Offensichtlich ist die Adhäsion bei glatten Flächen besser, rechts unten ist wohl eine glatte Flasche und daneben scheint es eine Aluminium Oberfläche zu geben.

Anscheinend erwartet man durch das Experiment eine Aussage bezüglich der Reibungen verschiedener Oberflächen in Wasser. Je grösser der Winkel, desto geringer die Reibungsverluste.

Le concombre masqué
27.12.2007, 09:30
Claudio hat übrigems sehr gute Bücher und Abhandlungen üner Rc Yachtdesigns geschrieben, ich kenne ihn über das Internet schon länger.

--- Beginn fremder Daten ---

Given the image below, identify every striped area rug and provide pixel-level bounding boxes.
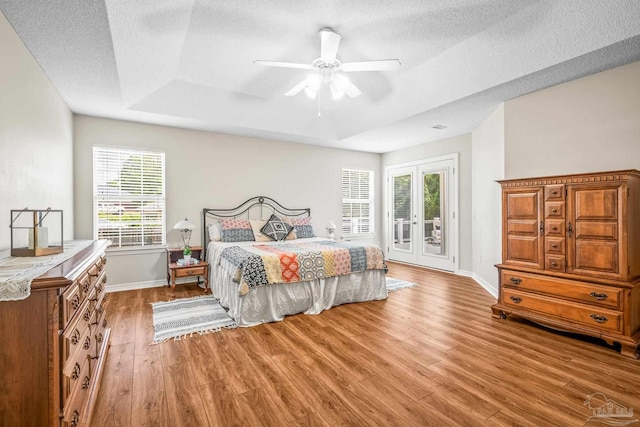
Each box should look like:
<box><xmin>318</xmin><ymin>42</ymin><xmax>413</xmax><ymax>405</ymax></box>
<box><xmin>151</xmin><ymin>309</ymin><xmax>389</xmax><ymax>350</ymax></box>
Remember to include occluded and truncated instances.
<box><xmin>151</xmin><ymin>295</ymin><xmax>236</xmax><ymax>344</ymax></box>
<box><xmin>387</xmin><ymin>276</ymin><xmax>418</xmax><ymax>292</ymax></box>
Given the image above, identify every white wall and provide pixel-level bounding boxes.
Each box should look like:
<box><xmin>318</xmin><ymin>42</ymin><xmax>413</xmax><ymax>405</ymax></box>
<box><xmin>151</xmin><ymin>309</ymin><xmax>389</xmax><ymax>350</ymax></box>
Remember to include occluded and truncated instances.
<box><xmin>74</xmin><ymin>116</ymin><xmax>380</xmax><ymax>286</ymax></box>
<box><xmin>505</xmin><ymin>62</ymin><xmax>640</xmax><ymax>178</ymax></box>
<box><xmin>471</xmin><ymin>104</ymin><xmax>504</xmax><ymax>296</ymax></box>
<box><xmin>0</xmin><ymin>13</ymin><xmax>74</xmax><ymax>249</ymax></box>
<box><xmin>380</xmin><ymin>134</ymin><xmax>472</xmax><ymax>271</ymax></box>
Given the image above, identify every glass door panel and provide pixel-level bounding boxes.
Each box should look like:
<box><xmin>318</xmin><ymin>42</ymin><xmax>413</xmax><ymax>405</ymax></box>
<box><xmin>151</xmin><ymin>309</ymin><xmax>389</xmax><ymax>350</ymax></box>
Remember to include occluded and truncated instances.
<box><xmin>422</xmin><ymin>171</ymin><xmax>447</xmax><ymax>255</ymax></box>
<box><xmin>388</xmin><ymin>168</ymin><xmax>418</xmax><ymax>263</ymax></box>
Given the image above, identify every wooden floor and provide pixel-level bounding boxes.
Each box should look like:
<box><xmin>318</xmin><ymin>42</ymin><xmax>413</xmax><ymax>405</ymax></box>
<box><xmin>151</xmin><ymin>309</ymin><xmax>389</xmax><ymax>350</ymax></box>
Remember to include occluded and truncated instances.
<box><xmin>93</xmin><ymin>263</ymin><xmax>640</xmax><ymax>427</ymax></box>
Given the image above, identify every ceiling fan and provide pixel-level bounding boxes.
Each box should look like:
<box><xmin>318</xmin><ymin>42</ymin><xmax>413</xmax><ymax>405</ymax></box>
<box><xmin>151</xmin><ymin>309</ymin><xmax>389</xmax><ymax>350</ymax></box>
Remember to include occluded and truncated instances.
<box><xmin>253</xmin><ymin>28</ymin><xmax>402</xmax><ymax>99</ymax></box>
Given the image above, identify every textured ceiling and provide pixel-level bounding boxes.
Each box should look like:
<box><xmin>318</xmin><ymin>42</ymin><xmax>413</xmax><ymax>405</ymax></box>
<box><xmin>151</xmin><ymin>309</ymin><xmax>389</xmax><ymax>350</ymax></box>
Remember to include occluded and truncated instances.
<box><xmin>0</xmin><ymin>0</ymin><xmax>640</xmax><ymax>152</ymax></box>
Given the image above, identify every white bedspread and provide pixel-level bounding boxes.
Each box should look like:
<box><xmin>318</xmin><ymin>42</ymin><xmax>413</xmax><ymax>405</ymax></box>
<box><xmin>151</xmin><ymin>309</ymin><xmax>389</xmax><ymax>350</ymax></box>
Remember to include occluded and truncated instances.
<box><xmin>207</xmin><ymin>237</ymin><xmax>387</xmax><ymax>327</ymax></box>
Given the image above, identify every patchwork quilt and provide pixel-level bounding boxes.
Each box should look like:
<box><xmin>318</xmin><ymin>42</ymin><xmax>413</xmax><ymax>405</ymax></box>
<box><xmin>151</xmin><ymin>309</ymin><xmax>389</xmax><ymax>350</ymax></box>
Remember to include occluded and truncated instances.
<box><xmin>220</xmin><ymin>240</ymin><xmax>386</xmax><ymax>295</ymax></box>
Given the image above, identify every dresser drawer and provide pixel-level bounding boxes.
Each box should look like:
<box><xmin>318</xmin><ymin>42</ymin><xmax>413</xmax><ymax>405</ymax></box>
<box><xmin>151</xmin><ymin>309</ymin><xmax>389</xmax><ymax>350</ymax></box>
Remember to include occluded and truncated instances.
<box><xmin>544</xmin><ymin>184</ymin><xmax>564</xmax><ymax>200</ymax></box>
<box><xmin>500</xmin><ymin>270</ymin><xmax>623</xmax><ymax>309</ymax></box>
<box><xmin>544</xmin><ymin>202</ymin><xmax>564</xmax><ymax>219</ymax></box>
<box><xmin>176</xmin><ymin>265</ymin><xmax>206</xmax><ymax>277</ymax></box>
<box><xmin>502</xmin><ymin>288</ymin><xmax>622</xmax><ymax>332</ymax></box>
<box><xmin>544</xmin><ymin>254</ymin><xmax>566</xmax><ymax>271</ymax></box>
<box><xmin>61</xmin><ymin>344</ymin><xmax>93</xmax><ymax>402</ymax></box>
<box><xmin>544</xmin><ymin>219</ymin><xmax>564</xmax><ymax>236</ymax></box>
<box><xmin>62</xmin><ymin>282</ymin><xmax>84</xmax><ymax>326</ymax></box>
<box><xmin>544</xmin><ymin>237</ymin><xmax>565</xmax><ymax>255</ymax></box>
<box><xmin>62</xmin><ymin>359</ymin><xmax>91</xmax><ymax>427</ymax></box>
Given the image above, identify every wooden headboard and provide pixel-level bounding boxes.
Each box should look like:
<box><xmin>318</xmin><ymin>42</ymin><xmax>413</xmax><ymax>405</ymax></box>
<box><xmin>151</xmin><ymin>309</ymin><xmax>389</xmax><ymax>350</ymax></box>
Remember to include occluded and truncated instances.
<box><xmin>202</xmin><ymin>196</ymin><xmax>311</xmax><ymax>251</ymax></box>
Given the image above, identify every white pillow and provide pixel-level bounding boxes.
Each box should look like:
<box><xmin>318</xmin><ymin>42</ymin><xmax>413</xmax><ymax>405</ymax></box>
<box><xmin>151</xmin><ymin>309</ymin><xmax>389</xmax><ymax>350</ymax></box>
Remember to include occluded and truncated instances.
<box><xmin>209</xmin><ymin>221</ymin><xmax>222</xmax><ymax>242</ymax></box>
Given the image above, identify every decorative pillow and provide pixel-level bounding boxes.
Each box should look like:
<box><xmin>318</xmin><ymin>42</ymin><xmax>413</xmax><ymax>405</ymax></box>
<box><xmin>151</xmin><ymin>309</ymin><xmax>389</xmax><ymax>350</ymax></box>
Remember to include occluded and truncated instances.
<box><xmin>209</xmin><ymin>221</ymin><xmax>222</xmax><ymax>242</ymax></box>
<box><xmin>291</xmin><ymin>216</ymin><xmax>316</xmax><ymax>239</ymax></box>
<box><xmin>220</xmin><ymin>219</ymin><xmax>255</xmax><ymax>242</ymax></box>
<box><xmin>260</xmin><ymin>214</ymin><xmax>293</xmax><ymax>241</ymax></box>
<box><xmin>249</xmin><ymin>219</ymin><xmax>273</xmax><ymax>242</ymax></box>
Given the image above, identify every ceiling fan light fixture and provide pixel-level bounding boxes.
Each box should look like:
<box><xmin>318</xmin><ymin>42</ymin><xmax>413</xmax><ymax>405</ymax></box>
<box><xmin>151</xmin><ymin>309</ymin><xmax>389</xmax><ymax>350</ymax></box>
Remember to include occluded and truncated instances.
<box><xmin>329</xmin><ymin>82</ymin><xmax>344</xmax><ymax>100</ymax></box>
<box><xmin>304</xmin><ymin>74</ymin><xmax>322</xmax><ymax>99</ymax></box>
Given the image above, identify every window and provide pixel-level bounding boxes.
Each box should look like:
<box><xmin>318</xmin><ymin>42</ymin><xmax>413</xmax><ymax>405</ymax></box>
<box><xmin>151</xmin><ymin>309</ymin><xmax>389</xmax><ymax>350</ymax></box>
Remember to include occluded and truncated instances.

leider nur auf Französisch

http://www.velarc.it/index.php?option=com_docman&task=doc_download&gid=1

mc fly
27.12.2007, 09:53
sagt natürlich etwas über die Oberflächenspannung, aber nichts über den Reibungswiederstand, irgendwo in der Mitte liegt die Wahrheit

Aber die Reibung eines Rumpfes wird doch vermindert, wenn sich zwischen der vorbeiströmenden Wasserschicht und dem Rumpf ein Wasserpolster bildet. Also wenn bei ner Körnung P1200 diese Polsterschicht am besten an einem runden Gegenstand haftet dann hab ich doch auch einen geringeren Reibungswiederstand.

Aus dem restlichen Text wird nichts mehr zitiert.